Jed Rothwell wrote:

> Harry Veeder wrote:
> 
>> It was my perception ( as a non-expert) that excess heat meant Q>1.0.
>> I also think this is what your average person would regard as "excess
>> heat". This is suppose to be the "promise" of CF is it not?
> 
> With some techniques such as gas loading, cold fusion produces an
> infinite ratio: zero input, output only. In hot fusion this would be
> called a "fully ignited reaction." You cannot get more promising than that.
> 
> 
>>> It would be easy to increase
>>> the Q by reducing input power, using conventional electrochemical
>>> techniques such as moving the anode and cathode closer together.
>>> People have not done that because there is no point.
>> 
>> NO POINT???!!!!
> 
> No point. As Martin Fleischmann says this is no better than stamp collecting.
> 
> The purpose of the research is to discover how to control the
> reaction and how to produce a large volume of nuclear active material
> in the metal. Results from the U.S. Navy and the Spring8 National
> Synchrotron lab prove conclusively that only a tiny fraction of the
> material in most samples is activated. Once researchers learn how to
> activate a larger fraction without blowing themselves to smithereens,
> the input output ratio will take care of itself.
> 
> Improving this ratio by changing electrochemical techniques is a
> useless, dead-end stunt. It can only improve the ratio to a limited
> extent, probably never enough to produce a 1:5 ratio, which is what
> you need to make a self-sustaining motor.

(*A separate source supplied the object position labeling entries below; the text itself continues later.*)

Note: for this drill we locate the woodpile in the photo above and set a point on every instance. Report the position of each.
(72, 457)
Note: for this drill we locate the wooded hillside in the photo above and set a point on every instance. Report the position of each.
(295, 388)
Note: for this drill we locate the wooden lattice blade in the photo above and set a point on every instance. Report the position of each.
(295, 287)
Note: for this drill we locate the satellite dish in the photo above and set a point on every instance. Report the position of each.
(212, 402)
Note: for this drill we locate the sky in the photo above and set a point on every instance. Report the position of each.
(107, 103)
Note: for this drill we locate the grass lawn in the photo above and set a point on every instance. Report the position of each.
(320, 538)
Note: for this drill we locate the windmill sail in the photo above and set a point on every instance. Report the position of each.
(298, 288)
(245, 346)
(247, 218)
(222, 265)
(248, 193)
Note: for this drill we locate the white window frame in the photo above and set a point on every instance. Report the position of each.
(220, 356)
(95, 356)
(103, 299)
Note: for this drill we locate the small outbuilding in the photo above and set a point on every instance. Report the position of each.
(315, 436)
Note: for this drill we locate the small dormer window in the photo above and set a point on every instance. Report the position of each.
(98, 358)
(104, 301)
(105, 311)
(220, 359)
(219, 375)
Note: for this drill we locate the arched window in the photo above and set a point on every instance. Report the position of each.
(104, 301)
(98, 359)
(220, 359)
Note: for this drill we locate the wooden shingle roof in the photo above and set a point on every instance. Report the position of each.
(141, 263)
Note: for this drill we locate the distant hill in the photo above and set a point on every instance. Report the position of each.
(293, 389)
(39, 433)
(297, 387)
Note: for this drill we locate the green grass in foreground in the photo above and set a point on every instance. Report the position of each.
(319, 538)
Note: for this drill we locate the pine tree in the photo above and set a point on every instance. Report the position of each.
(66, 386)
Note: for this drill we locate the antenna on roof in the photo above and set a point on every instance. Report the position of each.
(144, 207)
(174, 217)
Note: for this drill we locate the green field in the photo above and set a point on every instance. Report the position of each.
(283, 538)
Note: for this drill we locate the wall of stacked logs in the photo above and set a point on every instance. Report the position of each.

I think if such a 'demo' could be built it would attract more money
than a hundred well designed experiments.


> On the other hand, once you
> learn to control the reaction you can easily make the ratio 1:10, or
> 1:100 or probably 1:100,00 which is approximately the ratio Mizuno
> and Oriani achieved with gas-phase proton conductors.
>
> I doubt that liquid electrochemistry will ever lead to a useful form
> of cold fusion in any case.
> 
> Improving the ratio with electrochemical techniques probably does
> little to improve calorimetry, and it complicates the experiment and
> interferes with other aspects of it.
> 
> - Jed

It probably would not advance the science very much, but I think such a
device would do more to pique the interest of engineers and investors.